Le texte sur le Code du travail adopté en commission

PARIS (Reuters) - Les commissions des Affaires sociales et des Finances de l’Assemblée ont adopté mercredi le projet de loi permettant de modifier le Code du travail par ordonnances et le report d’un an du prélèvement de l’impôt à la source.

La commission des Affaires sociales de l'Assemblée a adopté jeudi le projet de loi permettant de modifier le Code du travail par ordonnances. /Photo d'archives/REUTERS/Philippe Wojazer

Cette mesure avait été ajoutée au projet de loi d’habilitation pour que le gouvernement l’adopte par ordonnance au même titre que les réformes sociales.

Le texte impose au gouvernement de publier un rapport d’ici fin septembre présentant les résultats des expérimentations qui seront menées sur le prélèvement d’ici septembre 2017.

“Si le gouvernement ne constate aucun dysfonctionnement majeur, le prélèvement à la source pourra être mis en place dès le 1er janvier 2018”, peut-on lire dans l’amendement.

Les groupes La France insoumise (LFI), de la Gauche démocrate et républicaine (GDR), qui rassemble notamment les communistes, et celui de la Nouvelle gauche (ex-PS) ont voté contre le texte sur le Code du travail.

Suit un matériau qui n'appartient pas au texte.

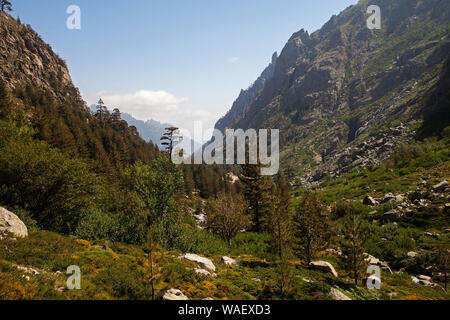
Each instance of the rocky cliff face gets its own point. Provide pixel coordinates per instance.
(26, 58)
(346, 96)
(37, 83)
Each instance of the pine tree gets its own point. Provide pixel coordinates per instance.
(5, 5)
(313, 227)
(102, 110)
(257, 189)
(226, 216)
(278, 221)
(116, 116)
(169, 138)
(355, 234)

“C’est un texte de démolition sociale, un coup de force contre les salariés de ce pays”, a dit Pierre Dharréville (PC).

Les autres groupes ont tous voté pour : le groupe La République en marche (LREM), le groupe MoDem, le groupe des Constructifs et le groupe Les Républicains (LR).

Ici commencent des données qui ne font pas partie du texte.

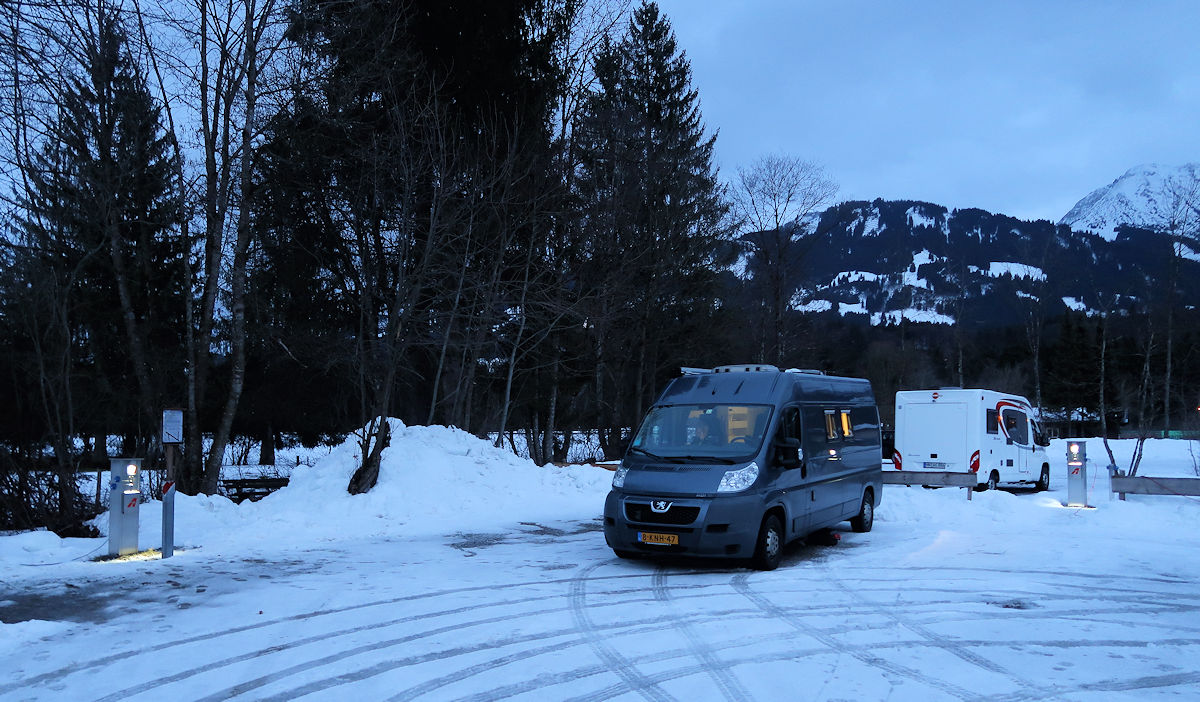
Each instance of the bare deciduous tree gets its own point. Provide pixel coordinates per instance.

Le texte va donc maintenant faire un passage à l’Assemblée nationale pour être débattu et voté par les députés, qui pourront encore le modifier. Les séances publiques débuteront lundi prochain et devraient se terminer le 17 juillet.

232 AMENDEMENTS DÉPOSÉS

Le gouvernement a décidé d’utiliser la procédure dite accélérée afin de réduire le nombre de navettes entre l’Assemblée et le Sénat.

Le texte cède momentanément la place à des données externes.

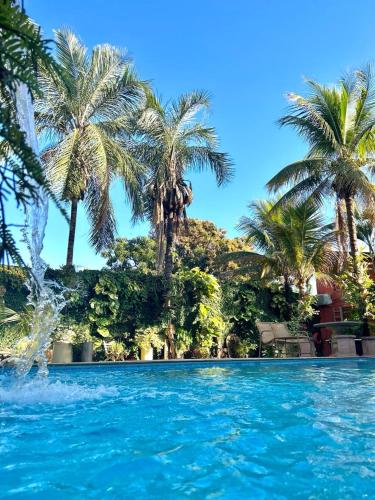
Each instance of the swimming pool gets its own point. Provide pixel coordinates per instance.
(294, 429)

Le Sénat examinera ce projet de loi en séance publique à partir du lundi 24 juillet. Son adoption définitive est prévue pour le début du mois d’août.

Le projet de loi d’habilitation est composé de neuf articles, dont cinq portent sur les trois grands blocs de réformes présentées par le gouvernement.

Il s’agit de la redéfinition de la place des accords de branche par rapport aux accords d’entreprise, la simplification du dialogue social avec la fusion des instances représentatives du personnel (excepté pour les délégués syndicaux) et la sécurisation des relations de travail à travers la mise en place d’un barème encadrant les indemnités prud’homales.

Organisations patronales et syndicales ont présenté tour à tour aux membres de la commission des Affaires sociales mercredi les risques et les avantages, selon eux, de ce projet de loi.

Force ouvrière et la CFDT ont salué le renforcement des accords de branche mais ont mis en garde contre la possible négociation en entreprise sans la présence d’un délégué syndical. La CGT a appelé à rejeter en bloc ce projet qui, selon elle, “brouille les pistes” sur la hiérarchie des normes.

Du côté patronal, le Medef souhaite, à l’inverse, donner davantage de latitude aux entreprises pour négocier leurs propres accords.

Pour la CPME, qui représente les PME, il s’agit surtout de pouvoir discuter directement avec les salariés sans “passer par la case syndicale”. L’U2P (artisans) a demandé des dispositions “différenciées” pour les très petites entreprises.